Pomijając już fakt, że samo słowo „wywalczyło” brzmi zabawnie, gdy się wie jaki jest skład Trybunału i że jest właśnie taki po to, żeby władza nie musiała przed nim nic „wywalczać”, pan Jaki nie bardzo chyba zrozumiał istotę rozstrzygnięcia, jakie właśnie zapadło. Owszem, pretekstem do zajęcia się zakwestionowanym właśnie przepisem była głośna sprawa łódzkiego drukarza, który odmówił wydrukowania broszury organizacji LGBT ale sam wyrok dotyczy czegoś zupełnie innego i nie ma nic wspólnego z klauzulą sumienia czy obroną wartości.

Przepis, którego konstytucyjność zanegowała Julia Przyłębska z koleżeństwem brzmi: „Kto, zajmując się zawodowo świadczeniem usług, umyślnie bez uzasadnionej przyczyny odmawia świadczenia, do którego jest obowiązany, podlega karze grzywny” i jak widać nie ma w nim nic o sumieniu jako podstawie karalnej odmowy. Przeciwnie, przepis ten uznawał za wykroczenie odmowę „bez uzasadnionej przyczyny”, z czego można wnioskować, że odmowa z przyczyny uzasadnionej karalna nie jest. Konstytucja gwarantuje nam wolność sumienia, i tego trzeba było się trzymać zamiast walczyć o zlikwidowanie przepisu, który umożliwia odmowę świadczenia usługi bo klient ma piegi. Niestety, Ministerstwo Sprawiedliwości wzięło się za temat z właściwą sobie gracją i doprowadziło do skasowania przepisu, który do tej pory nie pozwalał przedsiębiorcy odmówić klientowi wykonania usługi bez podania żadnego powodu.
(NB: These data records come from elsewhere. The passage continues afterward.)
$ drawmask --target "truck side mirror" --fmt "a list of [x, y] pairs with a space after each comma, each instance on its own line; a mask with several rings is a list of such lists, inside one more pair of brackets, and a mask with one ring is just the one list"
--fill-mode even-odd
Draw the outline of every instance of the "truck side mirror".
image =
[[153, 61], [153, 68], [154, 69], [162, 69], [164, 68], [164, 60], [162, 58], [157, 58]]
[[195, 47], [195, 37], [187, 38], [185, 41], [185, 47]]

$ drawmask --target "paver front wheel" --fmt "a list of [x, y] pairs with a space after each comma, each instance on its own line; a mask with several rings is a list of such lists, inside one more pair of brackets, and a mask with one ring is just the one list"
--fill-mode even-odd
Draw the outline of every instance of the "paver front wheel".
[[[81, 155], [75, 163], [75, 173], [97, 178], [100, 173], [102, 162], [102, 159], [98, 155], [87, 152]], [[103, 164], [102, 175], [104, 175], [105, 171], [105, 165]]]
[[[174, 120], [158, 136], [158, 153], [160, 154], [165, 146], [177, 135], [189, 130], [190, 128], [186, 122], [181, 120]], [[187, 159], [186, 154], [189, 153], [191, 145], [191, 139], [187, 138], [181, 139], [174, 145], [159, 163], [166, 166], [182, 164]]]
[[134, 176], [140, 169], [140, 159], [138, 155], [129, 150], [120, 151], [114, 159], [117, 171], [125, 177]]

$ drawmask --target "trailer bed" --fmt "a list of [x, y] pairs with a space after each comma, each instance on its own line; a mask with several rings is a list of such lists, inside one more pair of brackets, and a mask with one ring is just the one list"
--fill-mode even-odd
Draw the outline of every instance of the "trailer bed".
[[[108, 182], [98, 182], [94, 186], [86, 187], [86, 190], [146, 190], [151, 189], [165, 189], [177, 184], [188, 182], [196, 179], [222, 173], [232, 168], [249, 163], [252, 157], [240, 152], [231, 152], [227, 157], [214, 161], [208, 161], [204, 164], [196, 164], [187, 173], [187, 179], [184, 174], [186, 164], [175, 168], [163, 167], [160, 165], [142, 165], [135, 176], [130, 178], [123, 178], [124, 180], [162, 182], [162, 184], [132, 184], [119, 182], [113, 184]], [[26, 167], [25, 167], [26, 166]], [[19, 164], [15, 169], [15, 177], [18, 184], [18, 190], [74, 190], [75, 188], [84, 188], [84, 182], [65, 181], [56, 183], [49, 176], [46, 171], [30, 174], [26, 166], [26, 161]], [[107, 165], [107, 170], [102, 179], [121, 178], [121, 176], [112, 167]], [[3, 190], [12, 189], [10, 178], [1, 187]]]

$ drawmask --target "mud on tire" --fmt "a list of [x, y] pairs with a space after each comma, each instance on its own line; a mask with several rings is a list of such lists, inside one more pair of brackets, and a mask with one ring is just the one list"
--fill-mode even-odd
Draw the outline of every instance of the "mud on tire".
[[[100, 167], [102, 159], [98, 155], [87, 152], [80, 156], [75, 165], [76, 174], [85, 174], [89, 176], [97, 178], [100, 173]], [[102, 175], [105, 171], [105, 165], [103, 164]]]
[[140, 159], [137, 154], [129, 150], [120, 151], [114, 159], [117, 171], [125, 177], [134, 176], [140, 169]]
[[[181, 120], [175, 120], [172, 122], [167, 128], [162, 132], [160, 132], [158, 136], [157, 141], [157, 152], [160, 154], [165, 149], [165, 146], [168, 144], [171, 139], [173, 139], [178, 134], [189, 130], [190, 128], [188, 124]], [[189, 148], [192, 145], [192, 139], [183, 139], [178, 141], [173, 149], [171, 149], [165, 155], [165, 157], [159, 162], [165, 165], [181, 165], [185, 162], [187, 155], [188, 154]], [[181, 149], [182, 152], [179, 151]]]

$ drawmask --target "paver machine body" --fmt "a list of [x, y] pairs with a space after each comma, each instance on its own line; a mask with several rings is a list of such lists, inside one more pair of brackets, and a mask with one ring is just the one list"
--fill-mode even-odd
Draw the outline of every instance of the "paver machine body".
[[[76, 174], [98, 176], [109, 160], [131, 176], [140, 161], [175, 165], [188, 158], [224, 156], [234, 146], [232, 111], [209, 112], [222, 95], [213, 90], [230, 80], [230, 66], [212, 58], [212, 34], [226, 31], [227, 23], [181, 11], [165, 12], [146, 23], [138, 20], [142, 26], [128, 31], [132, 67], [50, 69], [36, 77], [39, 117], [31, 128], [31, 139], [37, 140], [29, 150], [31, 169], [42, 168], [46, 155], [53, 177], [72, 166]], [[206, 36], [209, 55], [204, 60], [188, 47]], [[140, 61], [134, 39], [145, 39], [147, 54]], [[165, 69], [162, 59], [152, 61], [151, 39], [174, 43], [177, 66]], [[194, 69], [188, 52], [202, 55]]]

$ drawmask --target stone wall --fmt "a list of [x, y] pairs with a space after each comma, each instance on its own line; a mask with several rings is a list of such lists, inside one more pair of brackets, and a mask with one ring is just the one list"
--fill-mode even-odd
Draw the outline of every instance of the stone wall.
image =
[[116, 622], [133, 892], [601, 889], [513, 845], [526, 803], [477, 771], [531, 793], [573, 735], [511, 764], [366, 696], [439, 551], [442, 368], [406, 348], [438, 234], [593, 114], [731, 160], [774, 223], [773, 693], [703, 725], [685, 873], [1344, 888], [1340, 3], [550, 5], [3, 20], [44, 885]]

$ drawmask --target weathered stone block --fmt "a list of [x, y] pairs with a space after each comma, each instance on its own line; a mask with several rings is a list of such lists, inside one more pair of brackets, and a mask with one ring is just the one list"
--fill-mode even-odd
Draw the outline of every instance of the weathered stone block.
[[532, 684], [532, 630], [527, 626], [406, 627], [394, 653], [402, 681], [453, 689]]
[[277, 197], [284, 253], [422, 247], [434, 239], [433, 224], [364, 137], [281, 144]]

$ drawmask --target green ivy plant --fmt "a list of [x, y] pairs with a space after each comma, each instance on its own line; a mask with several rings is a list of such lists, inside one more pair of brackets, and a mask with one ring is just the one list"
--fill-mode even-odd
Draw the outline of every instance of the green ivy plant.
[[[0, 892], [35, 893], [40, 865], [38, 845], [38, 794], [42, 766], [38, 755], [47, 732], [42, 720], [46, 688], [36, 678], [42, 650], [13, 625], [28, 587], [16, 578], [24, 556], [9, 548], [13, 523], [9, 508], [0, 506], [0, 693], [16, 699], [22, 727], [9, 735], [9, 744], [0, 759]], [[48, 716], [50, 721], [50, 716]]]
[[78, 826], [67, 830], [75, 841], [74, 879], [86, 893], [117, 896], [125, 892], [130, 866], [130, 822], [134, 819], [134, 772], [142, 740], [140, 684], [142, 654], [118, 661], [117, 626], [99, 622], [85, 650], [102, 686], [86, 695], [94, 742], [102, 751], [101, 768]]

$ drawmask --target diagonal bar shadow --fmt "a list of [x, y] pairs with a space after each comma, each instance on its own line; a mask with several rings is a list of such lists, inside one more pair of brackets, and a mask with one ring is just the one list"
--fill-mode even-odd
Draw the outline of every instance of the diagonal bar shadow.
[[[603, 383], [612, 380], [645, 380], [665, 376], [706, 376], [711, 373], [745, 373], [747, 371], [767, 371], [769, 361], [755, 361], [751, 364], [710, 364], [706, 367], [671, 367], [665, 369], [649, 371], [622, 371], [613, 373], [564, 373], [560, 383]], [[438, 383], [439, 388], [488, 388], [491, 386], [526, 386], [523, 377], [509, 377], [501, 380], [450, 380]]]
Może tak właśnie ma wyglądać swoboda zawierania umów, w końcu jakoś się wszyscy godzimy na istnienie klubów, do których bramkarz wpuszcza tylko tych wyglądających na odpowiednio bogatych.

Po wyroku Trybunału Konstytucyjnego, który właśnie skasował prawny zakaz nieuzasadnionego odmawiania usługi lub zawyżania jej ceny, mamy sytuację w której będzie możliwa odwrotność bojkotu konsumenckiego – a mianowicie bojkot konsumenta. I wbrew temu jak chcą to widzieć niektórzy, nie ma to nic wspólnego z klauzulą sumienia, bo powody odmowy mogą być dowolne, a przede wszystkim – nie będą musiały być klientowi podane. Gdyby Patryk Jaki zrozumiał znaczenie wyroku, z którego się tak cieszy, cieszyłby się ciut mniej, bo idę o zakład, że to właśnie środowiska prawicowe najszybciej i najboleśniej przekonają się jak bardzo pyrrusowe jest zwycięstwo, które właśnie świętują. Jeśli jutro modne warszawskie knajpy nakleją na drzwiach „pracowników TVP nie obsługujemy” to będzie to możliwe dzięki temu wyrokowi. Jestem gorącą zwolenniczką klauzuli sumienia w sprawie aborcji, nie uważam też, żeby każdy miał obowiązek świadczenia usług każdemu i w każdym zakresie, jeśli jest to sprzeczne z jego sumieniem ale akurat nie o tym jest ten wyrok. O czym przekona się pewnie prędko sam pan Jaki jeśli jakiś taksówkarz odmówi podwiezienia go, kwiaciarnia nie sprzeda kwiatów, a hotel nie przyjmie rezerwacji „bo nie”. Od teraz mają prawo.